Anchorage hospitals say compliance for vaccine mandates is over 98%
ANCHORAGE, Alaska (KTUU) - Deadlines have come and gone for two of Anchorage’s largest hospitals that mandated COVID-19 vaccines for their employees, and the vast majority of staff chose to get vaccinated and stay.
Staff of Providence Alaska were told they had until the end of the day Monday to prove they were fully vaccinated, or be approved for an exemption. The Alaska Native Medical Center’s vaccine policy deadline was Oct. 15.
Dr. Robert Onders, administrator for Alaska Native Medical Center, said more than 98% of staff at both Southcentral Foundation and the Alaska Native Tribal Health Consortium are now in compliance. Of the roughly 3,100 people who work at ANTHC, Onders said 59 employees either resigned or were let go from their jobs over noncompliance with the policy.
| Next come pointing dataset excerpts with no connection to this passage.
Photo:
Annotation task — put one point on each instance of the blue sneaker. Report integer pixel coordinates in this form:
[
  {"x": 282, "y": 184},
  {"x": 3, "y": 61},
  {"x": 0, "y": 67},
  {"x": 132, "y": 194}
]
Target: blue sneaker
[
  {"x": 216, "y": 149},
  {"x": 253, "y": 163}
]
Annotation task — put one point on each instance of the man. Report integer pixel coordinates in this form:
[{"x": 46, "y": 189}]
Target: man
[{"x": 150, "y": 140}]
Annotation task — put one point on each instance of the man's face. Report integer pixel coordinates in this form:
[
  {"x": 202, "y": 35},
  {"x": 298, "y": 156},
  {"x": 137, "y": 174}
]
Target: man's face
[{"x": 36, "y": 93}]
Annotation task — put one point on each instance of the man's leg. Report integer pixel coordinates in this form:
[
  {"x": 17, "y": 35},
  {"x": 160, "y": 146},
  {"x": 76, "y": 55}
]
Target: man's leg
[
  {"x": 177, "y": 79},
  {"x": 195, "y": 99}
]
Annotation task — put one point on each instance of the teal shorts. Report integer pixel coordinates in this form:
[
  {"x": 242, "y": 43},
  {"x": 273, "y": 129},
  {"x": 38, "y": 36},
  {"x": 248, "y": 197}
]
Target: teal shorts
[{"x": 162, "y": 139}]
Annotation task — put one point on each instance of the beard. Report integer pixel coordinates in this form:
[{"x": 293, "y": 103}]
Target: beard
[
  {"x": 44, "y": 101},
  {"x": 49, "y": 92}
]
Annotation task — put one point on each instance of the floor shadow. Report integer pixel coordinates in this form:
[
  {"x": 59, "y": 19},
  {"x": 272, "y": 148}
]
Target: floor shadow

Despite protests by some employees earlier in the summer, in the end, Onders said the decision to vaccinate wasn’t a big deal for most of their staff.
“For the vast majority of the employees here, we didn’t have an issue,” Onders said. “... I think our initial issue when the vaccine initially rolled out, was everyone wanted it immediately. And so the vast majority of employees in the health care workforce understand that, you know, vaccinations are a critical part of our employee health and well-being and the environment of care.”
Onders said about 80 employees requested medical exemptions to the policy, and about 40 of the requested medical exemptions were granted.
Providence Alaska, which includes Providence facilities across the state, announced a vaccination mandate for employees in August. Human Resources Officer Florian Borowski said 99.3% of the 4,600-person workforce is now in compliance with the policy. Borowski said a handful of employees resigned over it, but didn’t give a specific number. He said a small number were also given medical and religious exemptions.
But even those who refused to get vaccinated by Monday’s deadline weren’t fired. Instead, Borowski said they were put on 30-day unpaid leave in the hope that they might change their minds.
“The intention is to help them be able to get information so they can consider becoming compliant with our policy,” Borowski said. “If, unfortunately, they choose not to become compliant in the next 30 days, we will be separating their employment.”
Alaska Regional Hospital is not requiring vaccinations of employees, although it is “strongly encouraged.” A spokeswoman said employees are asked to log their vaccination status, and the majority are fully vaccinated.
Anchorage Mayor Dave Bronson has been critical of mandating vaccines, and last month suggested that Providence Alaska Medical Center would lose 20-30% of its workforce over the vaccine requirements.
In a response Tuesday to the vaccine requirement compliance rates, Bronson said in an emailed statement that health care workers losing their jobs over the vaccine policies “is clearly happening.”
“I have heard for weeks from dozens of medical professionals including nurses and surgery technicians at Providence and ANTHC facilities who say they will lose their jobs if they don’t get vaccinated,” he wrote.
According to the statement, Bronson wants to hear from the community on the issue.
“My job as mayor is to make sure everybody is treated fairly,” the statement reads.
In recent weeks, health care workers in Alaska have been the target of verbal threats and even violence as tensions over COVID-19 public health mitigation measures rise.
Outside of Anchorage, Foundation Health Partners reported earlier this month that when their vaccine policy deadline hit on Oct. 1, just 11 out of the roughly 1,850 staff left the organization rather than get vaccinated. That’s about 0.6% of Foundation Health Partners’ total staff.